For applications with excessively high leakage, hydrogen’s global warming effects are comparable to those of fossil fuels, while for applications with minimal leakage the effects are a tiny fraction of those of fossil fuels, even if the term “zero-emissions” is still not applicable. This means we should be highly selective about where we use hydrogen.
Retail- or household-scale applications of hydrogen would require complex infrastructure that would leak at distressing rates, exacerbated by the need for several storage points.
As a result, these applications might heat the planet almost as much as the fossil fuels they are replacing, and should not be considered environmentally friendly, even if they are carbon-free.
Industrial-scale hydrogen applications requiring storage and long-range distribution are more feasible, but will still have not insignificant global warming effects. These should be considered as a last resort, to be used when feasible alternatives are not available and with careful consideration of leakage rates. In cases where hydrogen use is unavoidable, it should be produced on-site and used directly to minimise leakage.
How much global warming might hydrogen cause?
This depends on the specific uses of hydrogen. But we can get an idea of a 20-year global warming effect compared to the tailpipe CO2 emissions associated with standard fossil fuels (namely coal, methane, and diesel fuel). The results of a simple calculation for a molecule of each fuel are shown below.
Fuel | Carbon | Methane | Diesel | Hydrogen (1% leakage) | Hydrogen (10% leakage) | Hydrogen (20% leakage) | Hydrogen (30% leakage) |
GWP of CO2 emissions per GJ of energy | 122 | 55 | 74 | 0 | 0 | 0 | 0 |
GWP of hydrogen leaks per GJ | 0 | 0 | 0 | 3 | 31 | 68 | 116 |
Total GWP per GJ of energy | 122 | 55 | 74 | 3 | 31 | 68 | 116 |
Above: Comparison of estimated GWP-20 (Global Warming Potential, over 20 years) for fuels based on tailpipe CO2 emissions and assumed hydrogen (H2) leakage rates (Author’s calculations).
The values shown in this table are greatly simplified. For fossil fuels, GWP includes only the direct tailpipe CO2 emissions, not the overall emissions for the full supply chain. All three fossil fuels have additional emissions throughout their supply chains, as well as some methane leakages at their points of extraction and a swathe of other environmental effects.
On the other side of the equation, the calculation for hydrogen only includes leakage, omitting the source of energy used for manufacturing.
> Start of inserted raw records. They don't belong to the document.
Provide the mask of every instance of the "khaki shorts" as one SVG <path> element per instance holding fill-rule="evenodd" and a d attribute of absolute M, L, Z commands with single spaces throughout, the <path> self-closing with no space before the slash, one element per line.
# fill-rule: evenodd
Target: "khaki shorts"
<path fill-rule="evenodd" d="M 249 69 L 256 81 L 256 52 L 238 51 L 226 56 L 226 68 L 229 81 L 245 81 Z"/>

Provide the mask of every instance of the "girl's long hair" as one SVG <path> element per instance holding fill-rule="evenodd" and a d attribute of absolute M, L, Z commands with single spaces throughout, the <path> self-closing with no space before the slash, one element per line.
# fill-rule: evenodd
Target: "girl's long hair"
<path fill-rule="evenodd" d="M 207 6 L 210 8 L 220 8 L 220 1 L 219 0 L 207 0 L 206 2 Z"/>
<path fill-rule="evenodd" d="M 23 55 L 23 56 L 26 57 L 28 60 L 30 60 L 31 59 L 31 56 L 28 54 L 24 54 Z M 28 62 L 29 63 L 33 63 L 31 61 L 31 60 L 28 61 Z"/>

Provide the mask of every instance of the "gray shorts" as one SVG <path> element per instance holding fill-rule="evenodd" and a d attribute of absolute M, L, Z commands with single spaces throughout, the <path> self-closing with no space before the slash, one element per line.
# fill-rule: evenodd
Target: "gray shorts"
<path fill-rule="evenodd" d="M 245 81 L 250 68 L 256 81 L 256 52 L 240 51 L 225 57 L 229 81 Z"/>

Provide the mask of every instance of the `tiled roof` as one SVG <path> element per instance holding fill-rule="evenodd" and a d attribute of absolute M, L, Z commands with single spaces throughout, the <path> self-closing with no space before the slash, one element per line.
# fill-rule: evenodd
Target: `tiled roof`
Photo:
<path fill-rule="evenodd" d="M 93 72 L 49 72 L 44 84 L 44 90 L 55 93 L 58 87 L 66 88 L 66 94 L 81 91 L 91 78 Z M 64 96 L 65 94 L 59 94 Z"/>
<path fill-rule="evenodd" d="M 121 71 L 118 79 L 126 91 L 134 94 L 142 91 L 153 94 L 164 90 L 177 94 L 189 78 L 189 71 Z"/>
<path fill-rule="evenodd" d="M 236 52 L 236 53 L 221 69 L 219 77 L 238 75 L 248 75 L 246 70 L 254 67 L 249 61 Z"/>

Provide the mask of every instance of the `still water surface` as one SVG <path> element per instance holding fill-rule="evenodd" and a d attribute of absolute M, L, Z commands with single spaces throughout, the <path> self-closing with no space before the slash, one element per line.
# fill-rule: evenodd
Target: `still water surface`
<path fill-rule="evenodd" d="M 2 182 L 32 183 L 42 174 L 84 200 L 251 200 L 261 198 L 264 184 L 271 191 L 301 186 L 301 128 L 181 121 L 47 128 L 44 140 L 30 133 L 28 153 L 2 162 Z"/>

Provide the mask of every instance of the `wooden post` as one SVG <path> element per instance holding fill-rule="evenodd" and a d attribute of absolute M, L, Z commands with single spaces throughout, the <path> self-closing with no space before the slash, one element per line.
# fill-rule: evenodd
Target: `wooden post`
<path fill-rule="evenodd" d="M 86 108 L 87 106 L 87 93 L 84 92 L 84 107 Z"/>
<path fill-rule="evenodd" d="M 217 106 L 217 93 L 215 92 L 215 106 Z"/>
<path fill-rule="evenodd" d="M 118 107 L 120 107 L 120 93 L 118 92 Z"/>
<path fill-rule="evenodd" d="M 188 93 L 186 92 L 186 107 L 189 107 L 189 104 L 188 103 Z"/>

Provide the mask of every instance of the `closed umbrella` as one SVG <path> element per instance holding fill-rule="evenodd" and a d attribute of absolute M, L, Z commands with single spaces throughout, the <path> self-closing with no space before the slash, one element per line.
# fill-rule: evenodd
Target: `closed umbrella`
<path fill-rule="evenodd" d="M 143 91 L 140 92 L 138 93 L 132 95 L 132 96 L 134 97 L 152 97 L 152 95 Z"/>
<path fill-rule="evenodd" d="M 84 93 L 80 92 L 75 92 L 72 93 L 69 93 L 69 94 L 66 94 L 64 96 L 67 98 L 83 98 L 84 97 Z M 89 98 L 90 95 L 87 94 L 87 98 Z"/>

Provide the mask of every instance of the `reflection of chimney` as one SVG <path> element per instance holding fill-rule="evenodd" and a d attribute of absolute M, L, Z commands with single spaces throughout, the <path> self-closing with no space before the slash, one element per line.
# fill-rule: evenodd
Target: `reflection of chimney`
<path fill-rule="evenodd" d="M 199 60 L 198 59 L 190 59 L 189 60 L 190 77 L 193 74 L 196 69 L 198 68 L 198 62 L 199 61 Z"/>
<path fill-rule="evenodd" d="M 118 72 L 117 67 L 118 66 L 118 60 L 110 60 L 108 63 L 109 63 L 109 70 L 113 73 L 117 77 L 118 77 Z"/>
So, this number is applicable only for the idealised scenario where hydrogen is produced entirely from renewables, which will not be the case for the foreseeable future.
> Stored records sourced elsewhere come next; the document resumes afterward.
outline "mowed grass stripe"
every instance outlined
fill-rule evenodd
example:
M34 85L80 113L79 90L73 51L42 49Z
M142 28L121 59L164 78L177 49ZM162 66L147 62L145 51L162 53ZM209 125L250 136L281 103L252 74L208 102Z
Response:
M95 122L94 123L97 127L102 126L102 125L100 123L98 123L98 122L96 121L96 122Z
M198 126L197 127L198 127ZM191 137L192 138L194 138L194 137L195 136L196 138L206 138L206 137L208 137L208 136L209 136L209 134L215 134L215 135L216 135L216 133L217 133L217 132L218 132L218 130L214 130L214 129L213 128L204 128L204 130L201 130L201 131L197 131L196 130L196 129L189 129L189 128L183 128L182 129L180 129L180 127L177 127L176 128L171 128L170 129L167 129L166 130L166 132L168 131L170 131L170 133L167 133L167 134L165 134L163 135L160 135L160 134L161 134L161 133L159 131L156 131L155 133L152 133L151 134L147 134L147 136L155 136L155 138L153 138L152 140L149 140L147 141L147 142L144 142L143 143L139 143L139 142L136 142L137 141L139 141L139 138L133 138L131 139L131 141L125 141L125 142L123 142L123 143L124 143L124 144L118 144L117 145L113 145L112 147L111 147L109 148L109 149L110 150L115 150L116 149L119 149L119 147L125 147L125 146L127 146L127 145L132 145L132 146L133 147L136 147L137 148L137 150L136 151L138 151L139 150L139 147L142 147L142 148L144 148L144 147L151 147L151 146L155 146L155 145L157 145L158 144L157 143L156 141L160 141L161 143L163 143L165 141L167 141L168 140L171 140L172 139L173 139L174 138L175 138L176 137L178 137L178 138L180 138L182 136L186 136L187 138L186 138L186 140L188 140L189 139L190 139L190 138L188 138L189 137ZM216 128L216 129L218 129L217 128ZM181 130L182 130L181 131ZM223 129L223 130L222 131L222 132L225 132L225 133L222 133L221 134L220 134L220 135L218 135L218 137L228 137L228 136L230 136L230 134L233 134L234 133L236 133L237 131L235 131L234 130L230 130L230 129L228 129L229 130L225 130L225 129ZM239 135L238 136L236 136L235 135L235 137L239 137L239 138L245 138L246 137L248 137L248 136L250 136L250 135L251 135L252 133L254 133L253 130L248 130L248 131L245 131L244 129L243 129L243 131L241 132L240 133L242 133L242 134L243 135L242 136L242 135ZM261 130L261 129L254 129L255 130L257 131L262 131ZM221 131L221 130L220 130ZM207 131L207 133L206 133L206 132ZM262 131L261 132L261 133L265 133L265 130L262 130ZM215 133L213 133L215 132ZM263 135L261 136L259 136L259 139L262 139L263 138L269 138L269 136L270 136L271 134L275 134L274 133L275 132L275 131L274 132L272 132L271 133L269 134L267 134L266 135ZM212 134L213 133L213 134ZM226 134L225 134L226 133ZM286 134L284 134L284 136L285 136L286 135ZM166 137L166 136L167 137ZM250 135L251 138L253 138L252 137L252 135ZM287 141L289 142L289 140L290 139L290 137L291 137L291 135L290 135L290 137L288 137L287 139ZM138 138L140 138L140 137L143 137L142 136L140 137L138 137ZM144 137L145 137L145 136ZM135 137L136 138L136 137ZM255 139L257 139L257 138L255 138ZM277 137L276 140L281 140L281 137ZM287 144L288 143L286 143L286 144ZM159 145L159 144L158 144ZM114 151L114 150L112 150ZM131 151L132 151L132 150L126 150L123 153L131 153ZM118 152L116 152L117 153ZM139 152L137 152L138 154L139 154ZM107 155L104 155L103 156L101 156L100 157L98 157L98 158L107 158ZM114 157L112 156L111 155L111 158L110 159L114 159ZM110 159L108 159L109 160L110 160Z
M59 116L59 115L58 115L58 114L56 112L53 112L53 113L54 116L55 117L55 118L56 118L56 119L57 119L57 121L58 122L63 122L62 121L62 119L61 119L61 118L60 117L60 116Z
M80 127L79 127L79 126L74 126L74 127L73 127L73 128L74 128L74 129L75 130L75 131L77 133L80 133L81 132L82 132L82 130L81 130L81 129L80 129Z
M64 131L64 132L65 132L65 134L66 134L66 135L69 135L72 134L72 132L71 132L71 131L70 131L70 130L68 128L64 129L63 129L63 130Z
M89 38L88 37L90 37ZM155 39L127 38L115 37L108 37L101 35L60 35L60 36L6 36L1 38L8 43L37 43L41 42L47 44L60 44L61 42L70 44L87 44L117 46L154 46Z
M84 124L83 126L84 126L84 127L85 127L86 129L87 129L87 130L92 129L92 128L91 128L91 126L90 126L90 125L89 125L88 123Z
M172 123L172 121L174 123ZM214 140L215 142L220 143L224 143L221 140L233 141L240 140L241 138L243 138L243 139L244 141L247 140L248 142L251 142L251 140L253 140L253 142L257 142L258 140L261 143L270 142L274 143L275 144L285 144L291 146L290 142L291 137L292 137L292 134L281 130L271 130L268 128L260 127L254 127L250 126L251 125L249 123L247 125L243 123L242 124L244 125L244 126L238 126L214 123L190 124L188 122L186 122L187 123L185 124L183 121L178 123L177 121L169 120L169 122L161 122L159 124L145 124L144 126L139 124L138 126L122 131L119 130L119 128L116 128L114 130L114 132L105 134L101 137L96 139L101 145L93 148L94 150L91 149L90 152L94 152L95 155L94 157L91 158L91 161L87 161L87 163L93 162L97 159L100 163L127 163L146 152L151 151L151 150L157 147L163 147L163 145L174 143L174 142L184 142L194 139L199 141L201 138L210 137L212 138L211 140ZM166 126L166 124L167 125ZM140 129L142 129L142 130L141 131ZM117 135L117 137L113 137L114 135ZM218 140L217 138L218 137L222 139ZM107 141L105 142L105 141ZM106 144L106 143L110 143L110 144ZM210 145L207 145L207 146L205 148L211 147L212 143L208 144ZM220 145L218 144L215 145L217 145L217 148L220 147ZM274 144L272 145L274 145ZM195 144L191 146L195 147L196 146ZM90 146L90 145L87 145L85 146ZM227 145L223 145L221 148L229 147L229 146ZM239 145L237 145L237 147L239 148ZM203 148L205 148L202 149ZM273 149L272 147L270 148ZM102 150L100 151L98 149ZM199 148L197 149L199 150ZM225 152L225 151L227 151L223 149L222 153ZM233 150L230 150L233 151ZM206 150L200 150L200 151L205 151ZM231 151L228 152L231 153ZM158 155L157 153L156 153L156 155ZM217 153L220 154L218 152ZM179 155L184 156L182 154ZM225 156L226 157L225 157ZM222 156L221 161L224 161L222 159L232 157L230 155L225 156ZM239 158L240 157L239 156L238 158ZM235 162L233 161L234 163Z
Currently, virtually all of South Africa’s hydrogen is considered to be “grey”, or produced from fossil fuels without carbon capture. The roadmap plans a gradual transition, first to “blue” hydrogen, which is produced from fossil fuels but with carbon capture, and then only much later to predominantly “green” hydrogen. The carbon capture processes for blue hydrogen involve additional energy-intensive industrial processes. These do not capture all CO2 produced, so blue hydrogen has a global warming footprint considerably higher than shown in the comparison above.
Regardless of the simplifications, the above calculations illustrate that the cleanness of hydrogen as a fuel doesn’t just depend on how it is made, but also on how it is used.
Neil Thomas Stacey is a scientist in Wits University’s Chemical Engineering department. The original version of this article first appeared on GroundUp.